Démocratie & Socialisme
Navigation

Le prix de la « crédibilité »

samedi 13 novembre 2010 par Jean-Jacques Chavigné

 
Pour ceux des dirigeants du PS qui défendent la nécessité d’allonger la durée de cotisation jusqu’à 41,5 annuités et même au-delà si l’espérance de vie continue à augmenter, il ne serait pas possible d’agir autrement sans mettre en jeu « crédibilité » du Parti Socialiste.

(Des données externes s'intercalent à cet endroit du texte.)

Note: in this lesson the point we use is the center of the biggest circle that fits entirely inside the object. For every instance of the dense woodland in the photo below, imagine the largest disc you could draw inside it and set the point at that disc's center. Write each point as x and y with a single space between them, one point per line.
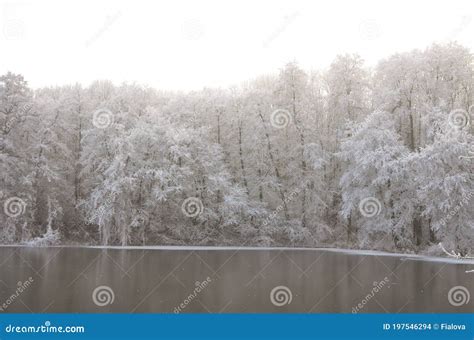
348 156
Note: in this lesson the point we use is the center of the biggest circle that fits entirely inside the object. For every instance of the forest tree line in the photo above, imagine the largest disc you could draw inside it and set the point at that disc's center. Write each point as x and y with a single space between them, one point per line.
350 156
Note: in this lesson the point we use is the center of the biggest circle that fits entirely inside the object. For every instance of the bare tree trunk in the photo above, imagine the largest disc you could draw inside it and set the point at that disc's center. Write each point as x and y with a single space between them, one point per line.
277 172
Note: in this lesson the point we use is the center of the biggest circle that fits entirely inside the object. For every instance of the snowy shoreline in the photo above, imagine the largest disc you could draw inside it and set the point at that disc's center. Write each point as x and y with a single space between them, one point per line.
414 257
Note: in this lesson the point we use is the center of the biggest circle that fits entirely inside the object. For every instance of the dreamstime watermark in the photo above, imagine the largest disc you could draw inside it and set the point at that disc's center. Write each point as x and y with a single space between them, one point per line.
281 295
287 20
102 118
460 118
376 289
14 207
103 296
458 296
200 286
109 20
192 207
46 328
280 118
22 286
370 207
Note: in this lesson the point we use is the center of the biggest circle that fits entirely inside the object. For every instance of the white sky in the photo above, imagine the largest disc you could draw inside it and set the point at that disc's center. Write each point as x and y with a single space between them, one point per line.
191 44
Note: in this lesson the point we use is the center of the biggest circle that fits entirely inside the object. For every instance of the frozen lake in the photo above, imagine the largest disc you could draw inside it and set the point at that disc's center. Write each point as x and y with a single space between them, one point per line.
225 280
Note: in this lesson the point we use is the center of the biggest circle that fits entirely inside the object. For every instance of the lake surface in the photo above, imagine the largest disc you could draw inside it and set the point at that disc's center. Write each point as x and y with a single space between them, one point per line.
226 281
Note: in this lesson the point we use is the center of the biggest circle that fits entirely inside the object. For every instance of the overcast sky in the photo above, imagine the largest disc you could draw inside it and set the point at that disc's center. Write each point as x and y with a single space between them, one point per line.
190 44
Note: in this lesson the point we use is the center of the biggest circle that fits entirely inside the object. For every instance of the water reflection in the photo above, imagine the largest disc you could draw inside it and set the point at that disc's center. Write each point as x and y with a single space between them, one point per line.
144 281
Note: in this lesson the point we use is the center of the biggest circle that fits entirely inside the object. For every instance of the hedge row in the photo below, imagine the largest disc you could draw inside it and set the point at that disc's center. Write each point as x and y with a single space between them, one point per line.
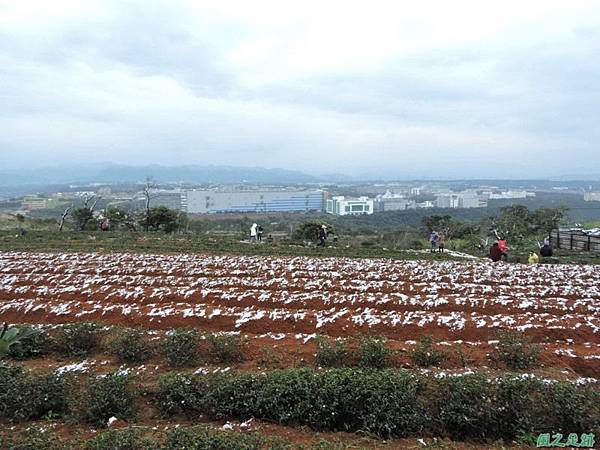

Toute la question est bien là, en effet, concentrée dans le sens à donner à ce mot de « crédibilité ». S’agit-il de s’adapter à la pensée unique que Sarkozy, la droite et les principaux médias essaient de faire entrer dans la tête des gens ? S’agit-il, au contraire, de prendre en considération une réalité incontournable ? S’agit-il, en fin de compte, de ne pas vouloir remettre en cause les intérêts des détenteurs de capitaux ce qui est bien la seule et unique façon de rester « crédible » à leurs yeux ?

Tenir compte d’une réalité incontournable ou s’adapter à la pensée unique ?

La pensée unique affirme que le doublement du nombre de retraités en 40 ans ne laisse qu’une solution pour sauver nos retraites : allonger la durée de cotisation. Cette pensée unique, matraquée par le gouvernement et les principaux médias n’a pourtant qu’un lointain rapport avec la réalité. Le problème des retraites ne peut, comme le fait Sarkozy, se réduire à l’horizon de la démographie : « le nombre de retraités augmentera, il faut donc allonger la durée de cotisation ».

Pourquoi accepter les chiffres du COR sur l’allongement de l’espérance de vie ou les besoins de financement de nos retraites dans 40 ans et refuser de prendre en compte les chiffres de ce même organisme lorsqu’il estime qu’avec une croissance moyenne de 1,75 % par an, la richesse de notre pays, son PIB, aura doublé, en euros constants, hors inflation, en 2050 ? Pourtant, avec 2 000 milliards d’euros supplémentaires en 2050 ans qui peut croire qu’il ne serait pas possible de résoudre, sans trop de difficultés, la question du financement de nos retraites ? A une condition, toutefois, c’est de ne pas laisser faire le patronat, qui a bien l’intention avec la complicité de Sarkozy et de la droite, de mettre la main sur la part de l’augmentation des richesses qui devrait revenir au financement des retraites. Pourquoi tant des dirigeants de notre parti passent-ils sous silence une donnée aussi déterminante ?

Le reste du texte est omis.